Beyond that, Obama has used drones to kill Muslim children and innocent adults by the hundreds. He has refused to disclose his legal arguments for why he can do this or to justify the attacks in any way. He has even had rescuers and funeral mourners deliberately targeted. As Hayden said: ”Right now, there isn’t a government on the planet that agrees with our legal rationale for these operations, except for Afghanistan and maybe Israel.” But that is all perfectly fine with most American liberals now that their Party’s Leader is doing it.

Indeed.

Curiously, it wasn't very long ago when the Obama administration refused to come clean on the drone program for reasons of national security:

The American Civil Liberties Union has filed a lawsuit against the Obama administration over its refusal to release information regarding the drone strike program.

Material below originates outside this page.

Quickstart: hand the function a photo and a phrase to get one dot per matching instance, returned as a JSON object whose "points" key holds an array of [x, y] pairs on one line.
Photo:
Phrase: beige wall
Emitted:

The lawsuit demands documents detailing the legal rationale for the fact that “media reports reveal that at least three American citizens have been killed over the last four months by unmanned aerial vehicles — commonly known as `drones’ — on the basis of unilateral decisions made by the executive branch.”

As Glenn Greenwald has been pointing out, the Obama administration has responded with the Orwellian argument that it can’t honor the ACLU’s request, because even the answer to the question of whether such documents exist is classified info. As the above polling demonstrates, the uncomfortable truth of the matter is that the administration doesn’t have to worry about public opinion on these questions at all.

But that was before the re-election campaign began.